What are the current technical challenges in developing specific assays for STUB1 activity?

Developing reliable assays to measure STUB1's E3 ubiquitin ligase activity presents several technical challenges that researchers must address:

• Distinguishing STUB1 auto-ubiquitination from substrate ubiquitination:

  • STUB1 undergoes self-ubiquitination that can confound substrate activity measurements

  • Recommendation: Use STUB1 catalytic mutants (H260Q) as controls

  • Develop substrate-specific ubiquitination detection methods (e.g., using antibodies recognizing specific ubiquitinated lysines)

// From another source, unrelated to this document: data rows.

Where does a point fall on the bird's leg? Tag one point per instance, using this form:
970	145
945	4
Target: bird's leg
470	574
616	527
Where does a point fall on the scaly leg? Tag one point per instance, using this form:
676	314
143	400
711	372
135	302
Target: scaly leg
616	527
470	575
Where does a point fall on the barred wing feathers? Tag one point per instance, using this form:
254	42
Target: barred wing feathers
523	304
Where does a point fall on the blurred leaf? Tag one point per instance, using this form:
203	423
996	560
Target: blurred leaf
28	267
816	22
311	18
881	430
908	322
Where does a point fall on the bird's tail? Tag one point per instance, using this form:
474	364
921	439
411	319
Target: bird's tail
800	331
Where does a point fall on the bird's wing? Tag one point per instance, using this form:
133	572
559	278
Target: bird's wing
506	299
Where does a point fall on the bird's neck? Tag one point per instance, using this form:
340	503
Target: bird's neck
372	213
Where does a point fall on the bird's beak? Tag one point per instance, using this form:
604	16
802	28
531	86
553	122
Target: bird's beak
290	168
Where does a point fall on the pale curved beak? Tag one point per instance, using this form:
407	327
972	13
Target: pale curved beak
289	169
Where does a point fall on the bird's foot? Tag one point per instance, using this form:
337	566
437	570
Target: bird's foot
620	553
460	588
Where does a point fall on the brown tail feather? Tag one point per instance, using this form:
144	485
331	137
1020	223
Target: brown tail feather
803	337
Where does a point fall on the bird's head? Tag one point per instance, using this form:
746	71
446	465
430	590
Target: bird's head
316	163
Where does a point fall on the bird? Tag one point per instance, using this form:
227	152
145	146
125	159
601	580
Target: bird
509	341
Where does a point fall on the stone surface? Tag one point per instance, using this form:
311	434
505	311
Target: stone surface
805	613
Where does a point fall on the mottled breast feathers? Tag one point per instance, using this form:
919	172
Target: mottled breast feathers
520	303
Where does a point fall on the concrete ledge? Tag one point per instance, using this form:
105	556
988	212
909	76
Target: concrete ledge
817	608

• Accounting for chaperone dependencies:

  • STUB1 activity relies on interactions with chaperones like HSP70

  • Recommendation: Include defined chaperone components in in vitro assays

  • Monitor chaperone levels and activity states in cellular assays

• Capturing the transient nature of ubiquitination events:

  • Ubiquitinated substrates are rapidly degraded by the proteasome

  • Recommendation: Use proteasome inhibitors with careful time course analysis

  • Develop reporters based on stabilized substrate variants

• Addressing context-dependent substrate specificity:

  • STUB1 targets different substrates depending on cellular context

  • Recommendation: Compare activity across relevant cell types and conditions

  • Develop cell-type specific activity assays

• Standardizing activity measurements:

  • Different assay formats yield variable results

  • Recommendation: Establish reference standards and positive controls

  • Develop quantitative readouts with appropriate normalization

By addressing these challenges, researchers can develop more robust and informative assays for STUB1 activity, enabling better understanding of its roles in health and disease.